The method of settling balances varies in different cities. The banks which have debit balances against them are required to send to the clearing house before a certain hour, usually twelve or one o'clock, the amount due from it. These balances are generally paid in clearing house certificates, United States gold certificates, legal tender notes or gold coin.1 Sometimes settlement is made by cashier's check. In most cities each member of the clearing house has on actual deposit in the vaults of the clearing house, or some bank agreed upon as depository, gold coin for which clearing house certificates are issued. These certificates save the actual handling of the gold but can be used only in settling balances between the banks. After the time specified for the payment of debit balances the creditor banks can receive from the clearing house the balances due them. The clearing house manager receipts for all debit balances paid in and in turn requires a receipt for each credit balance paid out. When the day's settlement is completed not a dollar remains in the clearing house as the money paid in by debtor banks is all paid out again to the creditor banks.

The principle of the clearing house and the method of making the exchanges is substantially the same everywhere, though slight differences in detail obtain in different cities. In small towns with only a few banks the process is very simple, the clearing house being merely a convenient meeting place for representatives of the several banks to exchange checks one against the other. In New York the Sub-Treasury has the privilege of clearing through the clearing house as an accommodation both to the banks and to itself. A peculiar system of settlement is used in the Boston Clearing House, and, in a modified form, in Pittsburgh and some other cities. At the close of the morning exchange in Boston representatives of the various banks borrow and lend balances and settle them by orders on the clearing house. Cannon says that sixty per cent of the total balances of the Boston Clearing House are now settled in this way. Thus bank A may find itself a heavy debtor to the clearing house while bank B has a large balance to its credit. A may then borrow from B which gives him an order on the clearing house and A turns in this order in the settlement of his balance later in the day. This, of course, amounts to a loan of money and rates of interest about equal to call money rates are charged.

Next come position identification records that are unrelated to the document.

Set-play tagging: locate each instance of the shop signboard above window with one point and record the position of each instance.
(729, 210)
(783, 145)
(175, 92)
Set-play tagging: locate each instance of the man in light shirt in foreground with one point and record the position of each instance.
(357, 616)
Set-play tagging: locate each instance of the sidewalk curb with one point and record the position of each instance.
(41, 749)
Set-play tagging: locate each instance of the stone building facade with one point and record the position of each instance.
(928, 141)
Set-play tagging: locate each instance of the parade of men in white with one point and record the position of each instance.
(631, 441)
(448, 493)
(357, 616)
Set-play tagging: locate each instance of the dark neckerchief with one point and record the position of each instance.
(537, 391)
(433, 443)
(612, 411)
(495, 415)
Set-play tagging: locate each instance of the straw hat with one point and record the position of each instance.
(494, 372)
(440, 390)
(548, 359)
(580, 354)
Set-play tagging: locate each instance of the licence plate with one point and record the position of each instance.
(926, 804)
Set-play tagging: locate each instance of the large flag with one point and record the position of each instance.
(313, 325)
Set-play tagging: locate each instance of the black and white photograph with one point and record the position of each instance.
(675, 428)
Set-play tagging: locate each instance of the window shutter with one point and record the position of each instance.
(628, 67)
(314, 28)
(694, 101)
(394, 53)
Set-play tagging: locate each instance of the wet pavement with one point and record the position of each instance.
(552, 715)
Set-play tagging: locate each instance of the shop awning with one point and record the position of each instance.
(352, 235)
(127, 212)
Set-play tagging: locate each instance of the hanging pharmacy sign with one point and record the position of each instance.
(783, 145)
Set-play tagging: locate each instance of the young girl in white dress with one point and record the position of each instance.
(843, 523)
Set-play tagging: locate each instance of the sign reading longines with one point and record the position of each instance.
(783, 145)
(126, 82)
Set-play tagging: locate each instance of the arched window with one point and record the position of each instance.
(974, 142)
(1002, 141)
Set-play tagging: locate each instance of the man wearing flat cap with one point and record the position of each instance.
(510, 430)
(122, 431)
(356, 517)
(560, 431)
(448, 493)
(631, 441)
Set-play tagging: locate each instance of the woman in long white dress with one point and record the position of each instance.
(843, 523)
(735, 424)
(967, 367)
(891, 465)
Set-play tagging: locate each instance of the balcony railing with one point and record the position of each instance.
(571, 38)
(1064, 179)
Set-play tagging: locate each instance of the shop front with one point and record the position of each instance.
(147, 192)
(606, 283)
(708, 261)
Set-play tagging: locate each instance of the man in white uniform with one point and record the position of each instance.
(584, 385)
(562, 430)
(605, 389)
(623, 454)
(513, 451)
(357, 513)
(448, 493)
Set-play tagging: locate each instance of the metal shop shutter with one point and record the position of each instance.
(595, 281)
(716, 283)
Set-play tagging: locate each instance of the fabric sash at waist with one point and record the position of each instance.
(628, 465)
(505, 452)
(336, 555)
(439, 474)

1 Cannon: Clearing Houses, pp. 36-42.

The New York Clearing House, which was organized in 1853, is of course the largest and most important in the country. Its volume of exchanges for the year 1912 averaged over $325,000,000 a day, and yet the cash required to handle this enormous total averaged only about $18,-000,000 a day, or a little over five per cent of the totals involved. The actual clearing in New York ordinarily takes less than a half hour's work. In other cities with a smaller volume of exchanges even less time is required.